Dioxin’s got game. He’s been using the same cheesy pick up line since the ‘70’s. He debuted his deadly shtick as Agent Orange in Vietnam then made a splash at Love Canal! Dioxin sneaks up on you and then makes his move just as you turn away from your drink. He’s the seemingly normal guy at the bar, but beware, this gigolo is full of byproducts of the industrial process that will stay with you long after you have been exposed to them.
That’s right, Dioxin is a legacy chemical. He travels through the food chain entering the air through the burning of waste or disposal of PVC (vinyl) plastics. He seeps into the animal food supply. Then we unwitting humans get a taste of it in our dairy and meat. The saddest part about Dioxin is that once you’ve been exposed, your experience with Dioxin stays with you for a very long time. No visit to a doctor is going to fix that. With his incredible staying power, you may be at risk for carcinogenic, reproductive, developmental, immunological, and endocrine side effects.
- Download Dioxin’s resume/fact sheet: English (pdf) | Spanish (pdf)

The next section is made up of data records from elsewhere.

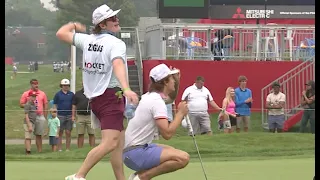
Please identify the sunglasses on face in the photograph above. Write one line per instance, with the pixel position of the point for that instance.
(113, 19)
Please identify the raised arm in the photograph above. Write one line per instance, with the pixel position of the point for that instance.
(173, 95)
(66, 32)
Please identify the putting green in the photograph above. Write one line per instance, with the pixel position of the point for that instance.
(279, 169)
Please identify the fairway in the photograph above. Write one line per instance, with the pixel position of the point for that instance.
(275, 169)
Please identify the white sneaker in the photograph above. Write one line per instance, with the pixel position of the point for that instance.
(134, 176)
(131, 176)
(73, 177)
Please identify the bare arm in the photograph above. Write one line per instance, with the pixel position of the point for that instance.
(268, 105)
(119, 69)
(166, 129)
(45, 110)
(66, 32)
(214, 105)
(174, 109)
(23, 100)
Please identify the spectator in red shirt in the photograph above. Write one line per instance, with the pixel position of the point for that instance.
(41, 104)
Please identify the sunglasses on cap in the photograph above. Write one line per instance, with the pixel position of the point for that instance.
(113, 19)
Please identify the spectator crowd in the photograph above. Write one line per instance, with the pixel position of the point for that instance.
(70, 110)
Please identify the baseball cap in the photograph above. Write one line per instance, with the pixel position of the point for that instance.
(103, 12)
(161, 71)
(276, 84)
(32, 93)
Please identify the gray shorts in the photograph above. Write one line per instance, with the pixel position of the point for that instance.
(276, 121)
(200, 122)
(53, 140)
(65, 123)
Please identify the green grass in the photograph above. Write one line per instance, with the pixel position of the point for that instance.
(245, 156)
(215, 148)
(275, 169)
(49, 83)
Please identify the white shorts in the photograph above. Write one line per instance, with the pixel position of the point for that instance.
(226, 124)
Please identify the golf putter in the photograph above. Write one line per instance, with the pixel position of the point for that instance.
(195, 142)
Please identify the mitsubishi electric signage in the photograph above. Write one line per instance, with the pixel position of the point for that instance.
(261, 12)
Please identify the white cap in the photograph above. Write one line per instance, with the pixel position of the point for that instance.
(161, 71)
(101, 13)
(65, 82)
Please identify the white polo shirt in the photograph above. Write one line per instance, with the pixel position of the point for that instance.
(142, 127)
(197, 98)
(276, 99)
(99, 51)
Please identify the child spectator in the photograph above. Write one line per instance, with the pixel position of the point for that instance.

- Learn more at the Center for Health, Environment & Justice (CHEJ)
- Also see the National Library of Medicine Tox Town: Dioxin
- Recent headlines at Environmental Health News
Class of organic compounds — most toxic form is 2,3,7,8-tetrachlorodibenzo-p-dioxin or TCDD.

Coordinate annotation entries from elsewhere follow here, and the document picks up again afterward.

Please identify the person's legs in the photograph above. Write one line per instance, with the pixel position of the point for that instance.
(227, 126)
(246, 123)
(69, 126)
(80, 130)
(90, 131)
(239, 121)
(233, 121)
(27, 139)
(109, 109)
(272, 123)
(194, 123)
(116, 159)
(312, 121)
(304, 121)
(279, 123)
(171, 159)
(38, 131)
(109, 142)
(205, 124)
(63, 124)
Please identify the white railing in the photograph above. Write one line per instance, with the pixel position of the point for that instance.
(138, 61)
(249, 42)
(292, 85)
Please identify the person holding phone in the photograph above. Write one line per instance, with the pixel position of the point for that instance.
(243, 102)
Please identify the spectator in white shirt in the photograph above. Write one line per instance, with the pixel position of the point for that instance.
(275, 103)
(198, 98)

- Dioxin is a prolific bad actor — every American gets a dose when consuming fatty foods, and as a result almost all Americans have measurable levels of this chemical in their bodies. Babies are exposed in the womb, and infants are exposed in breast milk.
Dioxin is the name given to a group of persistent, very toxic chemicals that are not deliberately manufactured but are byproducts of industrial processes, such as the manufacture and disposal of PVC (vinyl) plastic.
Dioxin is not intentionally manufactured. A major source of dioxin is the manufacture and disposal of PVC (vinyl) plastic in municipal waste incinerators, backyard burn barrels, medical waste incinerators, and accidental landfill, building, and vehicle fires.
- According to the WHO (World Health Organization) Dioxin is a carcinogen. The U.S. Department of Health and Human Services’ National Toxicology Program agrees.
Dioxin also causes a wide range of non-cancer effects including reproductive, developmental, immunological, and endocrine effects in both animals and humans. Dioxins can cause developmental and immune effects at levels close to those currently found in the general population.
- A thorough review is showing Dioxin’s performances to be truly penetrating — EPA’s draft report on Dioxin found that the cancer risk to humans from Dioxin exposure was by far the highest defined for any chemical by any government agency anywhere in the world.
Levels of Dioxin-like compounds found in the general population may cause a lifetime cancer risk that is 1,000 times higher than EPA’s generally acceptable risk level.
Analyses by the Environmental Working Group show that consuming EPA’s proposed reference dose for Dioxin over time would result in an incremental dose of the carcinogen that would be 270 times greater than what EPA considers acceptable for the general population.
RECENT CAREER HIGHLIGHTS
- Dioxin’s infamy on the international scene is growing – it’s been targeted for global phase out by the Stockholm Convention on Persistent Organic Pollutants, an international treaty signed by 170 nations around the world. In California, San Francisco, Oakland, and Berkeley have all passed resolutions to enact public health policies on Dioxin.
In April 2011, Edward Markey (D-MA) and 72 other members of Congress sent a letter to EPA Administrator Lisa Jackson about EPA’s dioxin report expressing concern that “EPA has missed this self imposed deadline to finalize and release the report by the end of 2010.”
In January 2011 Animal feed containing high levels of Dioxin forced the closure of more than 1,000 farms in Germany and the slaughter of at least 8,000 egg-laying chickens in Europe’s largest Dioxin food scare.
- Dioxin has some of the most sophisticated agents in the industry – the chlorine-based chemical industry.
Dow Chemical, the Chlorine Chemistry Council of the American Chemistry Council, the PVC plastics industry, Georgia Pacific, and other companies and trade associations have been effectively working to delay EPA’s study on dioxin, the Dioxin Reassessment, for over 20 years.